Multitask Efficiencies in the Decision Tree Model

TL;DR

This paper investigates how the joint complexity of multiple functions evaluated on a common input behaves in the decision tree model, revealing that the obvious constraints are essentially the only possibilities, and introduces a new cryptographic data structure called 'mystery bin' to support this analysis.

Contribution

It demonstrates that in the decision tree model, the joint complexity constraints are nearly complete and introduces the 'mystery bin' data structure using cryptographic techniques.

Findings

Joint complexity constraints are essentially the only constraints in the decision tree model.

Introduces the 'mystery bin' cryptographic data structure for complexity analysis.

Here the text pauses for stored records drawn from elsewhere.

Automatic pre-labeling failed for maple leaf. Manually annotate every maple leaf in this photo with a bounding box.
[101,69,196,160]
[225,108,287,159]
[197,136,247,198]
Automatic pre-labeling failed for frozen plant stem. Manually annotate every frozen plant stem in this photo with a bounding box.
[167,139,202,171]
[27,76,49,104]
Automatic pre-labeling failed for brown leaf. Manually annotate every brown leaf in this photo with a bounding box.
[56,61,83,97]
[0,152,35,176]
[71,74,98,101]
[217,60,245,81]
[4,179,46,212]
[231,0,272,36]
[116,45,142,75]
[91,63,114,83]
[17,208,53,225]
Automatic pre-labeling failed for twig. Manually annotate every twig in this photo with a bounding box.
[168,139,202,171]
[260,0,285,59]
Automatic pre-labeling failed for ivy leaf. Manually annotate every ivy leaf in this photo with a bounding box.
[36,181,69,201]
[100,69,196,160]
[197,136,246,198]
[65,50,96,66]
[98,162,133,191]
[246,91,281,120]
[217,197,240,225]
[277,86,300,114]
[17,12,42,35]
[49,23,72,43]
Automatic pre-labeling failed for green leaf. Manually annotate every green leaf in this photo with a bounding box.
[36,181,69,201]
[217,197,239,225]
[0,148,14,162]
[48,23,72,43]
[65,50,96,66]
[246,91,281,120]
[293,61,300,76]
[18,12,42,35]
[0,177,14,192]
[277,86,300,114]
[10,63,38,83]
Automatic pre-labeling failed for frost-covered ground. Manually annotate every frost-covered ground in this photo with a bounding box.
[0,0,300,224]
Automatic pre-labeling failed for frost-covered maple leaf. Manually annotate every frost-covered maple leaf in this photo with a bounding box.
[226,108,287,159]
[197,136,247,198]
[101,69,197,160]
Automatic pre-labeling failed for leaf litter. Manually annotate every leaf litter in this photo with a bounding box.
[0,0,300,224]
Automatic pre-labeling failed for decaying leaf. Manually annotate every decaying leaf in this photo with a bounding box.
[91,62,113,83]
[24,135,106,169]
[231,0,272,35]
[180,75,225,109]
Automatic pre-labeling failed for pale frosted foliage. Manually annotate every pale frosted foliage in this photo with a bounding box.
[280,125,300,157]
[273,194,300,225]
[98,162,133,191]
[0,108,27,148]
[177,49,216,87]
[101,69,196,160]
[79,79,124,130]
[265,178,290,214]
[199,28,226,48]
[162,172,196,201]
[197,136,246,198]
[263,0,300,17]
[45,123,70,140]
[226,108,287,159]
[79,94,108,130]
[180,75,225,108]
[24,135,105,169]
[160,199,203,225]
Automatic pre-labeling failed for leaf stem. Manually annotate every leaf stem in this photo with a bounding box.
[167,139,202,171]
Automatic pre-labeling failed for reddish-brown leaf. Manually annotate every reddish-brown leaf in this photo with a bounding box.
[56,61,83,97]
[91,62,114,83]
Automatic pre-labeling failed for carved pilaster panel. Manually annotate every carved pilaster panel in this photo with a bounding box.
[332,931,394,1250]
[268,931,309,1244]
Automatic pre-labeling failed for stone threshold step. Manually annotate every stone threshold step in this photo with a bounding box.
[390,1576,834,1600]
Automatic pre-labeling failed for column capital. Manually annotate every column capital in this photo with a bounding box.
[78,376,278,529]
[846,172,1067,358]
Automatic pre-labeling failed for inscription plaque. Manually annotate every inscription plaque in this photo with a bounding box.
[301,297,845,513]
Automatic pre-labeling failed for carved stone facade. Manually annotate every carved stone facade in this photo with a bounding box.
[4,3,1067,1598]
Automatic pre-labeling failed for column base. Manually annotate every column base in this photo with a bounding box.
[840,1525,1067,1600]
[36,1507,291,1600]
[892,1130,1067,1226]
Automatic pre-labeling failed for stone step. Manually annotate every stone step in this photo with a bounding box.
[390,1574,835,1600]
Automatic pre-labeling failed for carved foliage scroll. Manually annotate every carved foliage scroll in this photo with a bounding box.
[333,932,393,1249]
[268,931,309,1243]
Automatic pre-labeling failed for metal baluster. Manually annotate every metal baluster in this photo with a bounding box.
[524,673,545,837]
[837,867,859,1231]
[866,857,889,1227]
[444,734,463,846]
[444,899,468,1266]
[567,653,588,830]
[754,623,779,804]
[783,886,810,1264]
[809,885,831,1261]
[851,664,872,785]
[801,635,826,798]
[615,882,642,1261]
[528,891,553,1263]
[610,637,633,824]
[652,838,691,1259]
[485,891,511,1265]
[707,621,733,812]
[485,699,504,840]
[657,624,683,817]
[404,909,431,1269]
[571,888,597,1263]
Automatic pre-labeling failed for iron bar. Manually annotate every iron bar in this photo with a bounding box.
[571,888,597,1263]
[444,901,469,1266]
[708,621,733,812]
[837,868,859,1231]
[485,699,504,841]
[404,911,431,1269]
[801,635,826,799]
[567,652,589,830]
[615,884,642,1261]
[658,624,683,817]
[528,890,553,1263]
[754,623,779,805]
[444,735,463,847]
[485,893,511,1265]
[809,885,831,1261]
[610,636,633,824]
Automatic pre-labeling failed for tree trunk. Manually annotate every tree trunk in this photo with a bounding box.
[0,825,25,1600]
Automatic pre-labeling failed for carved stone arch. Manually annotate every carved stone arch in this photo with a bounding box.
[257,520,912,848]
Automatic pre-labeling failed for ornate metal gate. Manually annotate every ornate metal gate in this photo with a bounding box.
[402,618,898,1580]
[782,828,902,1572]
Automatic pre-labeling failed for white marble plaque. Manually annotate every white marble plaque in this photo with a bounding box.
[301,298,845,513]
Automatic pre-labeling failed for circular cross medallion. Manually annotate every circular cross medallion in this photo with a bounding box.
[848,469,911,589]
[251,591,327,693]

Connects the results to the Direct Sum Conjecture and potential extensions to communication models.

Abstract

In Direct Sum problems [KRW], one tries to show that for a given computational model, the complexity of computing a collection of finite functions on independent inputs is approximately the sum of their individual complexities. In this paper, by contrast, we study the diversity of ways in which the joint computational complexity can behave when all the functions are evaluated on a common input. We focus on the deterministic decision tree model, with depth as the complexity measure; in this model we prove a result to the effect that the 'obvious' constraints on joint computational complexity are essentially the only ones. The proof uses an intriguing new type of cryptographic data structure called a `mystery bin' which we construct using a small polynomial separation between deterministic and unambiguous query complexity shown by Savicky. We also pose a variant of the Direct Sum Conjecture of [KRW] which, if proved for a single family of functions, could yield an analogous result for models such as the communication model.